Future Supercomputing Environments:
Heterogeneous Systems

Over the last 20 years we have seen a gradual evolution from scalar sequential hardware to vector processing and more recently to parallel processing. No clear consensus has emerged on an ideal  architecture . The trend to vector and parallel processing has been driven by the

computational needs of certain problems, but the resulting systems are then inappropriate for other classes of problems. It is unlikely that in the near term this situation will be resolved, and indeed one can anticipate further generations of even more specialized processor systems. There is a general consensus that a good computing environment would at least provide access to the following resources:

• scalar processors (e.g., workstations),

• vector processors,

• parallel machines (SIMD and/or MIMD),

• visualization systems,

• mass-storage systems, and

• interfaces to networks.

This leads us to the last topic and what in the long run is probably the most important: heterogeneous systems, heterogeneous environments, and the importance of combining a spectrum of computing resources.

There is a simple way of avoiding the specialization problem described above. The key is to develop seamless, integrated heterogeneous computing environments. What are the requirements for such systems? Obviously, high-speed communication is paramount—that means both high bandwidth and low latency.
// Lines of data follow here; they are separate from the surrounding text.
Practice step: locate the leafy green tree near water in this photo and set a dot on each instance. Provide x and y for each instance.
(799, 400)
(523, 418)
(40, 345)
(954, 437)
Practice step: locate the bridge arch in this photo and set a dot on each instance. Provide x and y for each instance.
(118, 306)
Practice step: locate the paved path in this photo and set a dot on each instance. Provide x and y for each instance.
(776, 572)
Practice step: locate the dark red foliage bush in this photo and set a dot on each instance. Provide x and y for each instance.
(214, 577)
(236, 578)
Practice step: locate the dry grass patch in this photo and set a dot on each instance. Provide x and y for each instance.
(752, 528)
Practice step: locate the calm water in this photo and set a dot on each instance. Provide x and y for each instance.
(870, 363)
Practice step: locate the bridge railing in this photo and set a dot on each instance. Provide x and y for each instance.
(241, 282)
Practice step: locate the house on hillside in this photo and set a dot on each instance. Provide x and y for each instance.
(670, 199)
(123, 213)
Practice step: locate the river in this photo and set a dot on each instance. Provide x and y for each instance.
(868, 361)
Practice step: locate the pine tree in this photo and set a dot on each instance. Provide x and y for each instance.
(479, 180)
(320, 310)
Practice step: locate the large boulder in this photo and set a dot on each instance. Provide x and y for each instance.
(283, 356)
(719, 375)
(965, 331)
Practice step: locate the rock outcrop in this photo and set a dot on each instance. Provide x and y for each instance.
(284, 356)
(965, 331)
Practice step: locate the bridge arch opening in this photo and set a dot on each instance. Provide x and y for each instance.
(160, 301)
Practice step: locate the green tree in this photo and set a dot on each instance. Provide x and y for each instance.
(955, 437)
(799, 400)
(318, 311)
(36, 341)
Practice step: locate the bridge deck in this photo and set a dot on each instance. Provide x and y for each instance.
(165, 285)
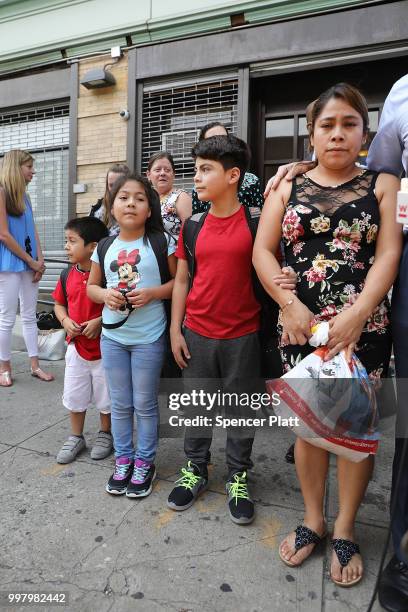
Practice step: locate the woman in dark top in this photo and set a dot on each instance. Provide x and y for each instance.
(338, 226)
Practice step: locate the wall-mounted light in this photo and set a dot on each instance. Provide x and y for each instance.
(98, 77)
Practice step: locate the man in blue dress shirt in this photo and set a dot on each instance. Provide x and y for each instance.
(389, 153)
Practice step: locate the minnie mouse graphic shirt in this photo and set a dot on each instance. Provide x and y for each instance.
(131, 265)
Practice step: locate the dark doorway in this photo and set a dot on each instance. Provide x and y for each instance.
(277, 119)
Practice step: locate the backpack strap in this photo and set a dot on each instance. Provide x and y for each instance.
(191, 229)
(63, 278)
(159, 244)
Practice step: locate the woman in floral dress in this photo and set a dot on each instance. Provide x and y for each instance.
(338, 226)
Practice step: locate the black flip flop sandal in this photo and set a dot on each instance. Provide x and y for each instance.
(304, 537)
(345, 549)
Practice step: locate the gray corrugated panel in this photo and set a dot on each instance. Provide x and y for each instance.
(44, 131)
(174, 115)
(53, 270)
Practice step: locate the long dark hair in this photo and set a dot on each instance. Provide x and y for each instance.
(209, 126)
(107, 216)
(161, 155)
(349, 94)
(154, 223)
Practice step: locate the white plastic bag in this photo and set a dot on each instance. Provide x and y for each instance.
(334, 401)
(51, 344)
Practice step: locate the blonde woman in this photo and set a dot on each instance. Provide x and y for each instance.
(21, 262)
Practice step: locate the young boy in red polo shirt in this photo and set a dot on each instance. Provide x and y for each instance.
(84, 381)
(214, 301)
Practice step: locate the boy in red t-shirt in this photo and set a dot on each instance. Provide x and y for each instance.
(84, 381)
(220, 317)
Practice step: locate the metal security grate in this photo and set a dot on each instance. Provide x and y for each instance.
(173, 117)
(44, 132)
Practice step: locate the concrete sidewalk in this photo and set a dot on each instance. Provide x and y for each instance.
(60, 531)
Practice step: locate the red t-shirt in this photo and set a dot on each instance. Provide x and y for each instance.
(221, 303)
(80, 309)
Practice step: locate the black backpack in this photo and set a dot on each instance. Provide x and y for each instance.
(268, 335)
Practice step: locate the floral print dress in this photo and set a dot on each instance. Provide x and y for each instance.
(329, 236)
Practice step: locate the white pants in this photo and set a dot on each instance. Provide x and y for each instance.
(15, 286)
(84, 383)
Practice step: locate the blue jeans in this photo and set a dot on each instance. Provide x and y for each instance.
(133, 376)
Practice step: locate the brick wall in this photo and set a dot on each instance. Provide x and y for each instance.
(101, 132)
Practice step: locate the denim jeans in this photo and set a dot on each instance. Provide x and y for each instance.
(133, 376)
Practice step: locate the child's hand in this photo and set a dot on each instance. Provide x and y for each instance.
(114, 299)
(179, 348)
(287, 279)
(71, 327)
(92, 329)
(140, 297)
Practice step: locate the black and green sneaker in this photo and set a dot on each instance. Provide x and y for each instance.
(241, 506)
(193, 482)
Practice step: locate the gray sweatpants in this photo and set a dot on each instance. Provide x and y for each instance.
(233, 364)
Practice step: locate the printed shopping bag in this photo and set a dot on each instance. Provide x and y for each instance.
(334, 401)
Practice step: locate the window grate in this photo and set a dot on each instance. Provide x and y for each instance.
(44, 132)
(173, 117)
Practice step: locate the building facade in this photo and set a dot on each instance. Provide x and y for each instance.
(253, 65)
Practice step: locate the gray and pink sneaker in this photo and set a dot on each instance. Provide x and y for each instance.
(120, 478)
(141, 483)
Because different types of machines are present, a seamless environment therefore requires support for data transformations between the different kinds of hardware. Equally important, as I've argued from previous experience with single machines, is to try to support wherever possible shared-memory concepts. Ease of use will require load balancing. If there are three Connection Machines on that system, one should be able to load-balance them between the demands of different users. Shared file systems should be supported, and so on. And all of this should be done in the context of portability of the user's code because the user may not always design his codes on these systems initially. Obviously, adopting standards is critical.

Such an environment will present to the user all of the resources needed for any application: fast scalar, vector, and parallel processors; graphics supercomputers; disk farms; and interfaces to networks. All of these units would be interconnected by a high-bandwidth, low-latency switch, which would provide transparent access between the systems. System software would present a uniform, global view of the integrated resource, provide a global name space or a shared memory, and control load balancing and resource allocation.

The hardware technology now allows such systems to be built. Two key ingredients are the recent development of fast switching systems and the development of high-speed connection protocols and hardware

implementing these protocols standardized across a wide range of vendors. We illustrate with two examples.

Recently, Carnegie Mellon University researchers designed and built a 100-megabit-per-second switch called Nectar, which supports point-to-point connections between 32 processors (Arnould et al. 1989). A gigabit-per-second version of Nectar is in the design stage. Simultaneously, various supercomputer and graphics workstation vendors have begun to develop high-speed (800-megabit-per-second) interfaces for their systems. Combining these approaches, we see that at the hardware level it is already possible to begin assembling powerful heterogeneous systems. As usual, the really tough problems will be at the software level.

Several groups are working on aspects of the software problem. In our own group at CAPP, we have developed, as discussed in the previous section, a simple, heterogeneous environment consisting of a Connection Machine CM-2 and a Stardent Titan graphics superworkstation (Compagnoni et al. 1991). The Titan is connected with the CM-2 through the CM-2 back end, rather than through the much slower front-end interface that is usually used for such connectivity. The object-oriented, high-level Stardent AVS visualization system is then made directly available to the CM-2 user, allowing access to graphical objects computed on the CM-2 in real time, while the CM-2 is freed to pursue the next phase of its computation. Essentially, this means that to the user, AVS is available on the CM-2. Porting AVS directly to the CM-2 would have been a formidable and pointless task. Furthermore, the CM-2 is freed to perform the computations that it is best suited for, rather than wasting time performing hidden surface algorithms or polygon rendering. These are precisely the sorts of advantages that can be realized in a heterogeneous system.

Looking to the future, we believe that most of the research issues of heterogeneous computing will have been solved by the late 1990s, and in that time frame, we would expect to see evolving heterogeneous systems coming into widespread use wherever a variety of distinct computational resources is present. In the meantime, one can expect to see more limited experiments in heterogeneous environments at major research computation laboratories, such as Los Alamos National Laboratory and the NSF supercomputer centers.